Il en va de même dans la population. La relative unanimité par rapport aux acquis de la loi 101 que l’on pouvait constater il y a quelques années n’existe plus. Il y a, en effet, au-delà de la minorité anglophone, un courant chez les allophones et chez les francophones mêmes visant à « affranchir » ou à « libérer » les Québécois de ce « collectivisme linguistique », soutenu par ceux qui voient — à tort — dans la Charte un obstacle au bilinguisme individuel et, dans leur esprit, au succès économique, en même temps qu’une atteinte à la célébration continue du multiculturalisme, ou encore une entrave sur la voie permettant d’accéder à l’« Universel », qui ne peut se faire, selon eux, qu’en anglais.
et

Le très mauvais exemple venu de France

Évidemment, la loi 101 n’a pas d’emprise sur la volonté des locuteurs de s’exprimer en français ici au Québec et encore moins ailleurs.

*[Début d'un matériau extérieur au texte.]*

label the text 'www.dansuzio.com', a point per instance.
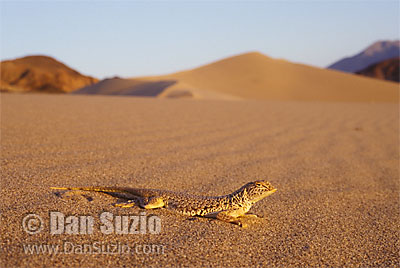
(93, 248)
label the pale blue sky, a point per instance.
(135, 38)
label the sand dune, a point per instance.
(256, 76)
(253, 76)
(335, 166)
(147, 87)
(40, 74)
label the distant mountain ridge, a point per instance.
(375, 53)
(385, 70)
(40, 74)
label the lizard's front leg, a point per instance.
(151, 202)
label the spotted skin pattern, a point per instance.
(229, 208)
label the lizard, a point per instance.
(231, 208)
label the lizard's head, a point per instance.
(258, 190)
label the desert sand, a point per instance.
(335, 164)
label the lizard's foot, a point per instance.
(127, 204)
(251, 216)
(226, 217)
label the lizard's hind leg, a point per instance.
(126, 204)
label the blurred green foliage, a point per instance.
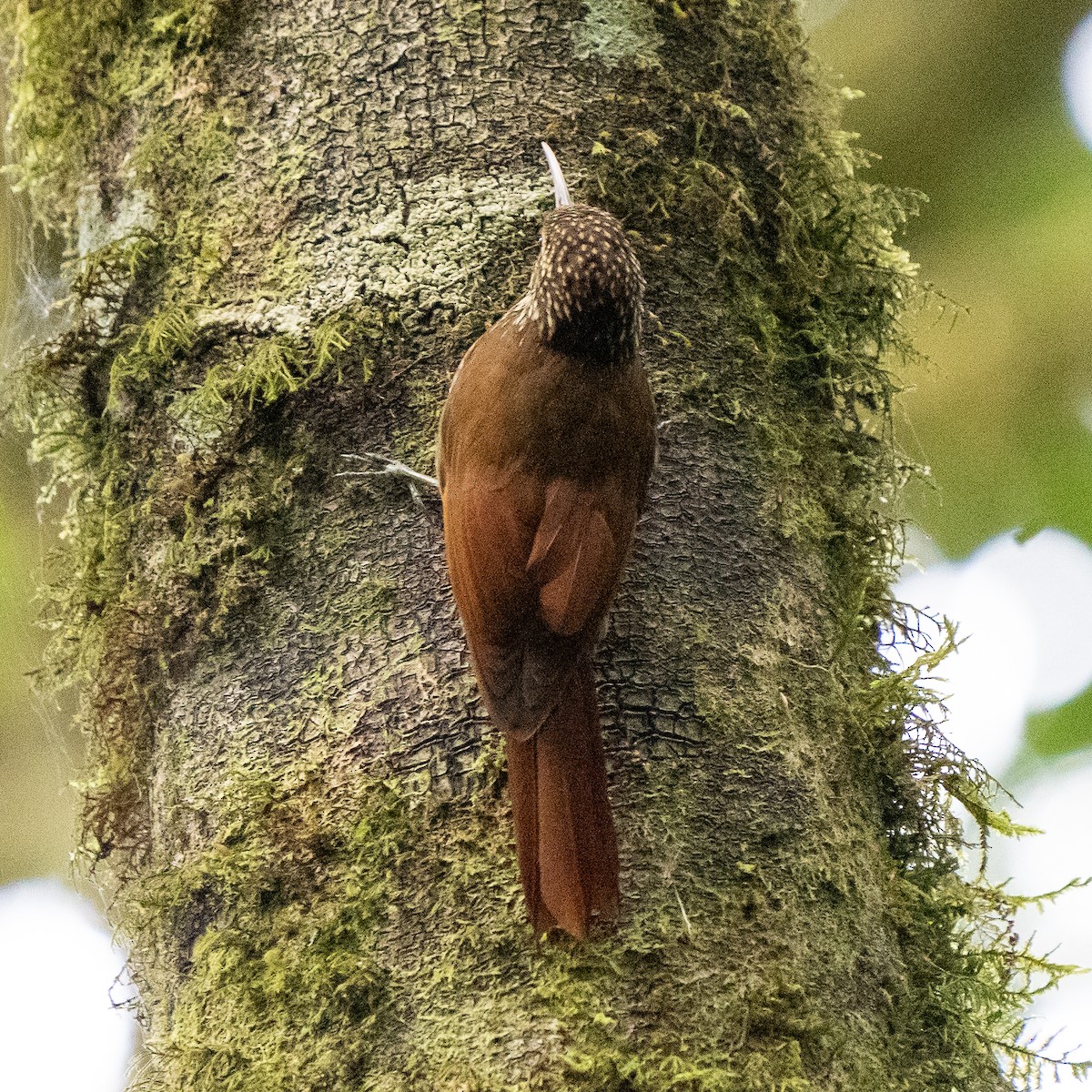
(965, 102)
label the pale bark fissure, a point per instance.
(321, 888)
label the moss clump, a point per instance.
(279, 921)
(310, 910)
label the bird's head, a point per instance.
(587, 288)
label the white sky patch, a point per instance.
(1077, 77)
(1058, 803)
(1022, 616)
(59, 1030)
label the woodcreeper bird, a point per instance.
(546, 443)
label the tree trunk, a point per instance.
(292, 219)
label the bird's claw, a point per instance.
(390, 467)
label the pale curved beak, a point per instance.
(561, 190)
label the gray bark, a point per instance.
(293, 221)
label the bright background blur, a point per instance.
(986, 106)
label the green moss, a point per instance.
(310, 923)
(281, 920)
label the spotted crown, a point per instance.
(587, 288)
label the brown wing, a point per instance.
(535, 550)
(533, 568)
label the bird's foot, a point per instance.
(387, 468)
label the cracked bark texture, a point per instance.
(296, 785)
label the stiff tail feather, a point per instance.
(565, 835)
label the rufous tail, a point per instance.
(565, 835)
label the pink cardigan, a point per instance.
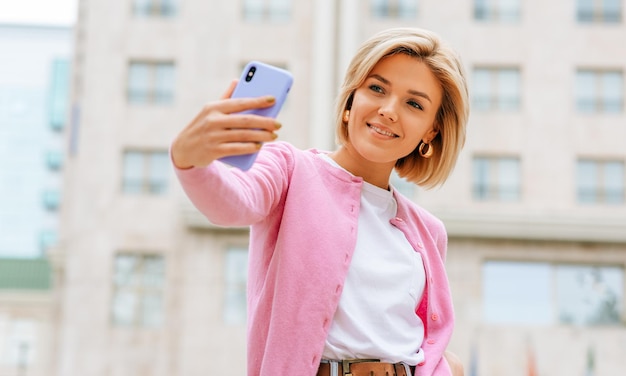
(303, 214)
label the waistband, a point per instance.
(363, 367)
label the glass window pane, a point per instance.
(159, 172)
(153, 272)
(59, 93)
(169, 7)
(587, 181)
(379, 8)
(585, 91)
(613, 91)
(585, 10)
(614, 182)
(482, 89)
(517, 292)
(133, 172)
(481, 178)
(509, 179)
(142, 7)
(590, 295)
(612, 10)
(508, 89)
(164, 85)
(138, 83)
(481, 10)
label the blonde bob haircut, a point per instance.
(451, 118)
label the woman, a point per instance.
(346, 275)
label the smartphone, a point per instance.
(260, 79)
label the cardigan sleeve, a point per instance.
(231, 197)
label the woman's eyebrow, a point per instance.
(417, 93)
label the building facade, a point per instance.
(34, 92)
(534, 209)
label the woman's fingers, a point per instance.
(227, 94)
(234, 105)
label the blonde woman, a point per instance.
(346, 275)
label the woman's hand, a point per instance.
(218, 131)
(455, 363)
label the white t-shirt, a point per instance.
(376, 314)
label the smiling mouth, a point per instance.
(382, 131)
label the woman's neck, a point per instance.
(372, 172)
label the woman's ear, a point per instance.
(430, 135)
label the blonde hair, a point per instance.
(452, 115)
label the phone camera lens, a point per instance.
(250, 74)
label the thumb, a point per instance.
(230, 89)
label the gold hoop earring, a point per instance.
(425, 153)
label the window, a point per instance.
(600, 11)
(267, 10)
(151, 82)
(496, 89)
(599, 91)
(600, 182)
(235, 272)
(47, 240)
(59, 94)
(496, 179)
(146, 172)
(20, 345)
(138, 290)
(54, 160)
(51, 199)
(406, 9)
(497, 10)
(155, 8)
(545, 293)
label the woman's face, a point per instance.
(394, 109)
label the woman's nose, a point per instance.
(388, 109)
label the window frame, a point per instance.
(139, 291)
(147, 90)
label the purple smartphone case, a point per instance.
(266, 80)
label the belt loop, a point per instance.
(407, 369)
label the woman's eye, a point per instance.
(415, 105)
(376, 88)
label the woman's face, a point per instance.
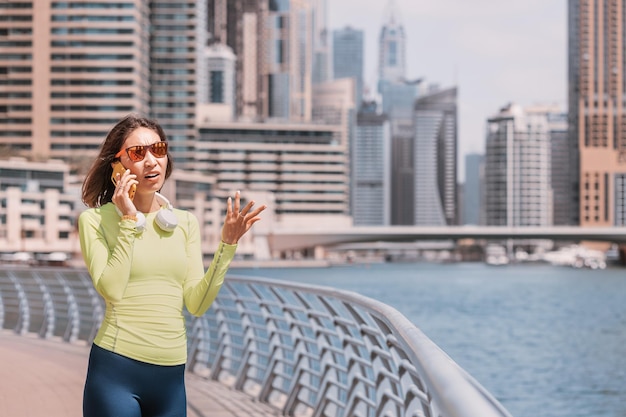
(151, 169)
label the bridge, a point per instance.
(265, 348)
(290, 239)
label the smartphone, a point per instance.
(118, 168)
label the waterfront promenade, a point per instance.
(45, 378)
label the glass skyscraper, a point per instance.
(348, 57)
(597, 111)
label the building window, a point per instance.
(217, 87)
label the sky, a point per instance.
(496, 52)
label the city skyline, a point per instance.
(494, 52)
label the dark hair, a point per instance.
(97, 187)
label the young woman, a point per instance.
(145, 260)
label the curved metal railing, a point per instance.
(304, 350)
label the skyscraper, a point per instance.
(69, 71)
(392, 48)
(348, 57)
(517, 168)
(178, 36)
(472, 189)
(597, 110)
(371, 170)
(321, 71)
(435, 161)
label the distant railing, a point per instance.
(304, 350)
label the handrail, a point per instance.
(302, 349)
(316, 350)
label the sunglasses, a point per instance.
(137, 153)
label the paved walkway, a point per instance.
(44, 378)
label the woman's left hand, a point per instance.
(237, 222)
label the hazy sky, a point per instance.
(494, 51)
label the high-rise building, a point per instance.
(321, 71)
(597, 110)
(517, 168)
(561, 170)
(69, 71)
(177, 39)
(216, 98)
(371, 169)
(348, 57)
(472, 188)
(392, 48)
(304, 166)
(435, 160)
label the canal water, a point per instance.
(545, 341)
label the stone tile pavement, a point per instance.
(44, 378)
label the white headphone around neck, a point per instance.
(165, 217)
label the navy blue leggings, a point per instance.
(118, 386)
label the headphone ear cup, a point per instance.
(141, 222)
(166, 220)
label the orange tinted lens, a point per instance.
(136, 153)
(159, 149)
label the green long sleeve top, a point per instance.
(146, 278)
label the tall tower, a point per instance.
(435, 149)
(69, 71)
(597, 110)
(348, 58)
(178, 36)
(517, 168)
(371, 170)
(321, 46)
(392, 48)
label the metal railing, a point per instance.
(304, 350)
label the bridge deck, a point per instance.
(45, 378)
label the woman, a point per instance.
(145, 260)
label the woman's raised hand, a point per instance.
(238, 221)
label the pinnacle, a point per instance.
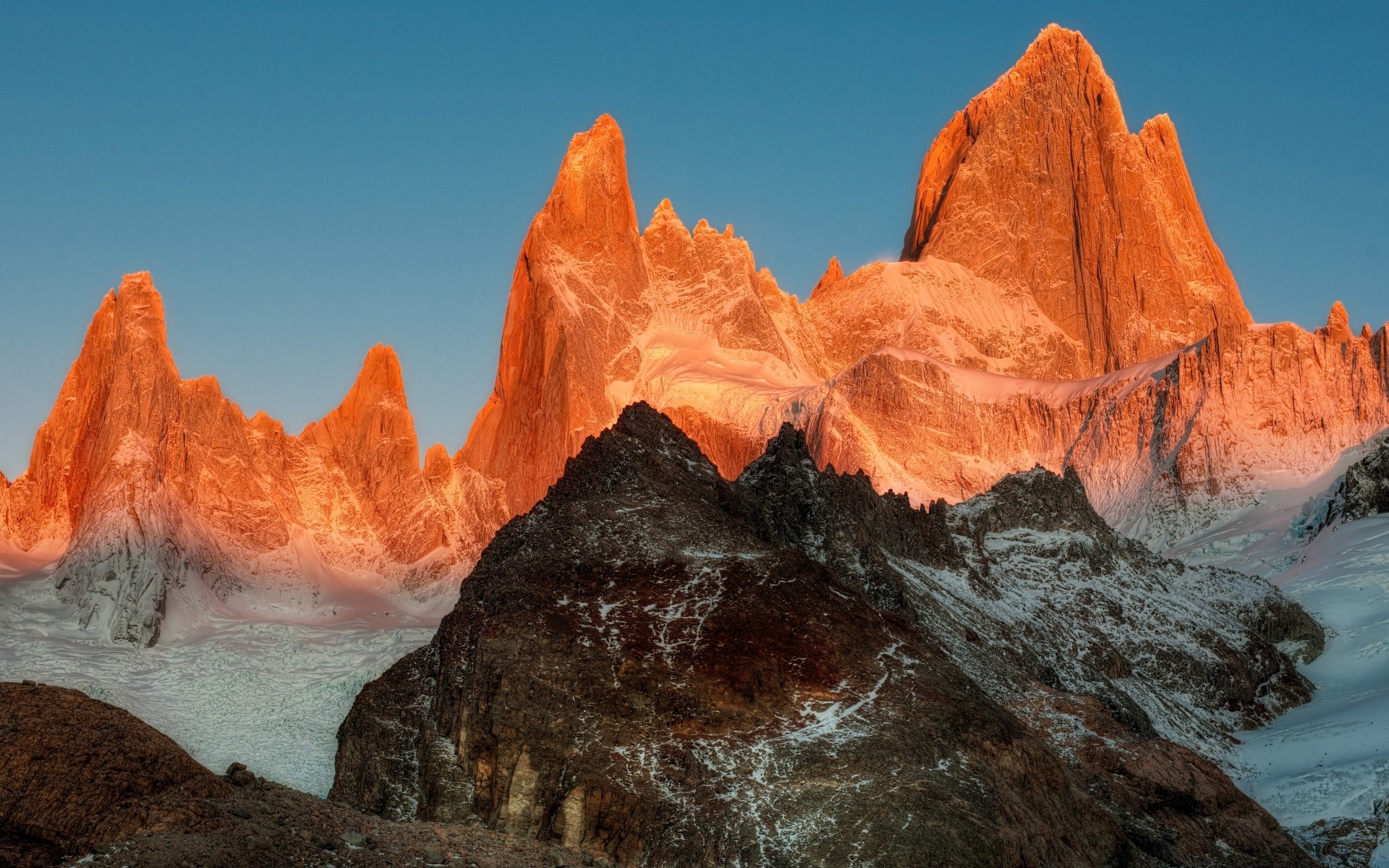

En France, les élites, le président Macron en tête, n’hésitent pas, dès qu’elles le peuvent, à utiliser l’anglais, à défaut de parler la novlangue. C’est ainsi qu’au Québec, pendant la campagne présidentielle, l’équipe Macron distribuait sans gêne des autocollants unilingues anglais « Yes, we march ». La France a depuis longtemps délaissé ses obligations de promotion et d’utilisation du français dans les institutions internationales, à commencer par l’Union européenne, où l’anglais est roi, même en cette heure de Brexit. C’est sans parler de la candidature parisienne pour les Jeux olympiques, défendue par le slogan « Made for sharing ». Pour ces élites, le français n’est qu’une langue régionale et non plus une des dix grandes langues internationales parlées sur les cinq continents.

On comprend donc que c’est en Afrique que se jouera le salut de la langue française. Son avenir dépendra des décisions que prendront un certain nombre de pays du Maghreb et de l’Afrique subsaharienne. Pour l’instant, le Maroc et la Tunisie ont réitéré leur appui au français comme langue seconde, alors que le Rwanda est passé à l’anglais. Ailleurs, dans de vastes pays comme la République démocratique du Con
go, la situation est incertaine et fragile.
http://www.ledevoir.com/politique/quebe ... -incertain

Il existerait un courant d'opinion parmi les francophones du Québec et qui se réjouirait d'une suppression de la charte de la langue française. Parce que cette dernière constituerait un obstacle à la célébration du multiculturalisme au Canada.